- O governo pró-Europa de Romênia caiu após a derrota de um voto de desconfiança no parlamento, em meio a medidas de austeridade e crescimento da ultragrad.
- A moção foi aprovada com 281 votos favoráveis em 464 cadeiras; o primeiro-ministro Ilie Bolojan não votou, assim como o PNL e aliados do USR.
- O AUR, liderado por George Simion, pediu eleições antecipadas, enquanto o presidente centrista Nicuşor Dan tenta reconstruir a coalizão com negociações entre os partidos.
- O PSD, maior força da oposição, sinalizou intenção de reentrar em uma coalizão pró-EU, possivelmente com um novo premiê, mantendo distância de um governo de direita radical.
- Analistas dizem que pode levar semanas para formar um novo governo, com chances de governo de coalizão ou tolerância parlamentar, sem perspectivas de eleições em 2028.
Romania vive novamente uma crise política após a derrota do governo pró-europeu em votação de moção de confiança. A coalizão liderada pelo PNL não conseguiu apoio suficiente, abrindo caminho para nova instabilidade menos de um ano após a posse do Executivo e em meio ao crescimento da oposição de direita.
O primeiro-ministro Ilie Bolojan, do PNL, afirmou perante o parlamento que a moção de censura é falsa e artificial. O texto foi apresentado pelo PSD e pela Aliança pela União dos Romenos (AUR). A votação terminou com 281 votos a favor, entre 464 assentos.

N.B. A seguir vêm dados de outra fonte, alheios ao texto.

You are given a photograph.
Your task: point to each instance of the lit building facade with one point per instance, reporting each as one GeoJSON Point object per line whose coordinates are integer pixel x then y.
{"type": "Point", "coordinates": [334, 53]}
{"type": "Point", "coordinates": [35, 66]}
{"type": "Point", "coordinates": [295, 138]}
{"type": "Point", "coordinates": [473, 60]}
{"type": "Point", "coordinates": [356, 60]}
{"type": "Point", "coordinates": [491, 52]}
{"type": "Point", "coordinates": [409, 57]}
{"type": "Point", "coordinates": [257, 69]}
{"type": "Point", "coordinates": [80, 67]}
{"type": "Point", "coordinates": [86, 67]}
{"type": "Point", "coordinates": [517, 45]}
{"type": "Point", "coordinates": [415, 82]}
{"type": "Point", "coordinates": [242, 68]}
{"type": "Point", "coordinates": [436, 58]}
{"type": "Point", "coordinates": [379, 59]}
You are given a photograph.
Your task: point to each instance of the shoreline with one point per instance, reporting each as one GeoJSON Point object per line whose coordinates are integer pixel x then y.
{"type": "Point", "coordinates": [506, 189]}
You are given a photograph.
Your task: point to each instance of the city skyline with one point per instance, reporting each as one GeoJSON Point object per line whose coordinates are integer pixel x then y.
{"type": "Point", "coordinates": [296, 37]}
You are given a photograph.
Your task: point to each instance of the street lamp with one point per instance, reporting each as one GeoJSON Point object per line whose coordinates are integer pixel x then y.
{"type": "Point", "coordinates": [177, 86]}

AUSÊNCIA DE VOTOS E CONTEXTO
O PNL e seus aliados do USR não votaram. AUR, liderada por George Simion, pediu eleições antecipadas, afirmando que a voz do povo foi ouvida. No entanto, eleições antes de 2028 parecem improváveis, já que AUR tornou-se o partido mais popular nas pesquisas.
DESEMPENHO POLÍTICO E O PAPEL DO PRESIDENTE
O presidente centrino Nicuşor Dan, responsável por nomear um novo premiê, deve buscar negociações para reconstruir a coalizão de quatro partidos. Dan determinou manter a linha pró-Oeste e descartou um governo de extrema direita.
REGRAS DO BLOCO E PERSPECTIVAS
SPSD, maior partido da oposição, mostrou hoje disposição de reencontrar uma coalizão pró-EU com um novo premiê, enquanto o PNL permanece dividido sobre alianças com o PSD. O USR sinalizou que não pretende retornar ao governo com o PSD, abrindo espaço para um governo minoritário.
PERSPECTIVAS SOBRE O FUTURO
Analistas afirmam que a recuperação de uma maioria pode levar semanas. A prioridade continua reduzir o déficit orçamentário e manter o rumo pró-europeu, com reformas adicionais para receber fundos da UE. O cenário permanece incerto para o curto prazo.
Repercussões políticas e possíveis cenários
- O país enfrenta o desafio de recompor a coalizão ou formar governo de transição.
- Austeridade implementada pelo governo anterior tem apoio entre parte da população, mas gera resistência em setores afetados.
- O PSD sinaliza disposição de participação, desde que haja continuidade do viés pró-EU, sem comprometer o apoio parlamentar.